Todd Sanderson and Terese Joseph




Viral vector production schemes typically involve propagating seed trains and viral amplification in cultures using serum containing media. Although these serum containing media deliver robust viral vector yields, the serum component has several disadvantages such as variability of performance, high costs, and potential of introducing adventitious agents. HEK293 cultures adapted to serum free conditions provide improvements to scalability, significant cost savings, and reduced regulatory burden. We evaluated serum free, chemically defined (CD) media formulations for adenovirus vector production in the iCELLis® Nano bioreactor.









Growth and Adaptation to Chemically Defined Media 293-H cells were directly adapted to three formulations of CD media, each from a different vendor. Growth was monitored for 12 passages. Doubling times calculated, shown in Figure 1.


Figure 1.


Growth and adaption of 293-H cells in chemically defined media





  • Average doubling time was similar between the control media and media B.
  • Media A was slower than the control media.
  • The average doubling times are between 27 and 34 hours, slow but acceptable.

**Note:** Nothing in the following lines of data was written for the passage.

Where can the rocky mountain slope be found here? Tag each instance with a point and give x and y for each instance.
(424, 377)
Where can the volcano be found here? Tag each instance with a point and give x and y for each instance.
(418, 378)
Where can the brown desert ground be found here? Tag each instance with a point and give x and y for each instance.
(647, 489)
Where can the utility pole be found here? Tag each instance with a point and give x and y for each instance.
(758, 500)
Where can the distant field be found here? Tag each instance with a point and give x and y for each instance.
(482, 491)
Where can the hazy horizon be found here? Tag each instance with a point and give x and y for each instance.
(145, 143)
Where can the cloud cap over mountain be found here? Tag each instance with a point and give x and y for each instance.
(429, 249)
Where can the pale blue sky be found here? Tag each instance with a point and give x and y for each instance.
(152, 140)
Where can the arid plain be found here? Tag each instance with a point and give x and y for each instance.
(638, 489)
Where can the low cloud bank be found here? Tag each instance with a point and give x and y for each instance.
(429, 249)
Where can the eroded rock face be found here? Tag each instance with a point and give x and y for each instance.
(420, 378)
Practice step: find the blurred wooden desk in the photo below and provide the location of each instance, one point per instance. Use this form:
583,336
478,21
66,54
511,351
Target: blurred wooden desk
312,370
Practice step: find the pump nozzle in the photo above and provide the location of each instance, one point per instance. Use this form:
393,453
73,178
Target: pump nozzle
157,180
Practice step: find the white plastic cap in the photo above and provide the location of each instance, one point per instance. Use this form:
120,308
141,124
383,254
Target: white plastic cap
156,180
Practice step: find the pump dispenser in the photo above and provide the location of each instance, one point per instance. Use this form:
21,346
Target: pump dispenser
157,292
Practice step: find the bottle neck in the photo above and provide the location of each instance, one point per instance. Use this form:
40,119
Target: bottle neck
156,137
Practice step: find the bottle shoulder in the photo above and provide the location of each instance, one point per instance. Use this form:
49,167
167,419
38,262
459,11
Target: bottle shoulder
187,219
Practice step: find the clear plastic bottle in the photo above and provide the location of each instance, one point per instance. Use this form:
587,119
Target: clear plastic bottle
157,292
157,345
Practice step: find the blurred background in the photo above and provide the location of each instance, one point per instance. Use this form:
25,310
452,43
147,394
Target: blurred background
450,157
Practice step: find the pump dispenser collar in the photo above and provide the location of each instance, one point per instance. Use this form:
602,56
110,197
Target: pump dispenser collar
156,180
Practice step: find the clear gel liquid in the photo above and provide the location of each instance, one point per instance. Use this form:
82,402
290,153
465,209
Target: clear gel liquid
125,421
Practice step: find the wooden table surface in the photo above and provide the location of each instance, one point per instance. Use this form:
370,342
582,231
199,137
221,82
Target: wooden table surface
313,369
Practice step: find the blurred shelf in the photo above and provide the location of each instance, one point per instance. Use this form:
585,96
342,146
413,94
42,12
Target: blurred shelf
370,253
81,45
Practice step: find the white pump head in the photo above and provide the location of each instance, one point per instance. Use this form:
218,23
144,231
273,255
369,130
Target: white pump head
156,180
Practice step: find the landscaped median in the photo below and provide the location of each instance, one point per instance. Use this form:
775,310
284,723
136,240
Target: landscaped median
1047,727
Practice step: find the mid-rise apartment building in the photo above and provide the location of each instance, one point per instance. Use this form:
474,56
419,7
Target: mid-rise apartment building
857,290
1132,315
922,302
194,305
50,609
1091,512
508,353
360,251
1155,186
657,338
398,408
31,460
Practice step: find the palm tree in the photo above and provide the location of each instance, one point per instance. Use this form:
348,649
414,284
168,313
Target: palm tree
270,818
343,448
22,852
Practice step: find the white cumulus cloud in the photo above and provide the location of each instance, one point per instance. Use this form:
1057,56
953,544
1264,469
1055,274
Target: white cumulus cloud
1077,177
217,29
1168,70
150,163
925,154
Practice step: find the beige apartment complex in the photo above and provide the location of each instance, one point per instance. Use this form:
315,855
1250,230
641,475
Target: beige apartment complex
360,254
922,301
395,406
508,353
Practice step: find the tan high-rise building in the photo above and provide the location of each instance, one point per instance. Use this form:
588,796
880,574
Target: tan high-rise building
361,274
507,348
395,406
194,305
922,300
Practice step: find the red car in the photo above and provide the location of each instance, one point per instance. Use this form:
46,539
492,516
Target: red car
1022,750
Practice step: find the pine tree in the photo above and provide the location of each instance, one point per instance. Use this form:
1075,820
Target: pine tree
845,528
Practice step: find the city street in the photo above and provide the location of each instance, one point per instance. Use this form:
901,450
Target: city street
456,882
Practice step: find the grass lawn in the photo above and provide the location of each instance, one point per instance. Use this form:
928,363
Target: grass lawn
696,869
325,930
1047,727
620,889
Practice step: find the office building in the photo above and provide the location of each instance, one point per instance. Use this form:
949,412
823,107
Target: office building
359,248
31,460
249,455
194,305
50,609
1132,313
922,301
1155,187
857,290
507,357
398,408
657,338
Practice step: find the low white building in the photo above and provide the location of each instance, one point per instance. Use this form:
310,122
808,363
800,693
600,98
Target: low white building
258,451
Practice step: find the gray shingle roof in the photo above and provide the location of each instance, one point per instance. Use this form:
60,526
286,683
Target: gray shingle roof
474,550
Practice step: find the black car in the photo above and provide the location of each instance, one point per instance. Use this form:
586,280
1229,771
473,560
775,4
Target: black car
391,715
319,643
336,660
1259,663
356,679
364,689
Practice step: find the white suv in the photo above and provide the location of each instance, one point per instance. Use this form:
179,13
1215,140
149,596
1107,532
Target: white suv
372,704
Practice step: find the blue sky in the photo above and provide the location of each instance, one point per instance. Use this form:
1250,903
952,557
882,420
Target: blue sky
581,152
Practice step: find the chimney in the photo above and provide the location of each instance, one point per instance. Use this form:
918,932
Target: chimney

Optimization of Adenovirus Amplification


Process parameters including MOI and duration of infection (DOI) were optimized in 125 mL shake flasks. Total vector productivity was normalized to the MOI 50, 72 hour control media. This data is shown in Figure 2.


Figure 2.


MOI and DOI optimization to maximize adenovirus productivity





  • Highest productivity for all 3 media formulations was achieved with an MOI of 50 and 72 hour DOI.
  • Media A resulted in a ~40% increase in productivity over the control media, whereas media B produced only 60% of the control media.


Chemically Defined Media Performance in the iCELLis Nano Bioreactor


Media A and media B were then used to scale production to the iCELLis Nano bioreactor. These media were benchmarked against DMEM contain 10% FBS.


Figure 3.


Comparison of growth rate in the iCELLis Nano bioreactor and control flask





  • The growth rate in the iCELLis Nano bioreactor is slower than the control flask for media B and the DMEM with 10% FBS control media.
  • Metabolic data showed higher glucose consumption in the control flasks compared to iCELLis Nano bioreactor (data not shown).
  • No significant amounts of cells were found in the recirculating media indicating > 95% of the biomass was contained in the packed bed (data not shown).


The bioreactor was infected with Ad5 as described in the methods section. Total productivities were normalized to the productivity in the serum containing control media in the iCELLis Nano bioreactor. Results are shown in Figure 4.


Figure 4.


Ad5 productivity in the iCELLis Nano bioreactor with chemically defined media





  • Overall productivity in media A was significantly higher than the productivity with both media B and the DMEM with 10% FBS control media.
  • Productivity generally consistent in the iCELLis Nano bioreactor and the control flasks for the 2 chemically defined media formulations. Productivity was lower in the iCELLis Nano bioreactor with control media compared to the control flask.
  • The iCELLis Nano bioreactor can be used to produce adenovirus with serum-free, chemically defined media with viral productivities similar to or greater than serum containing media.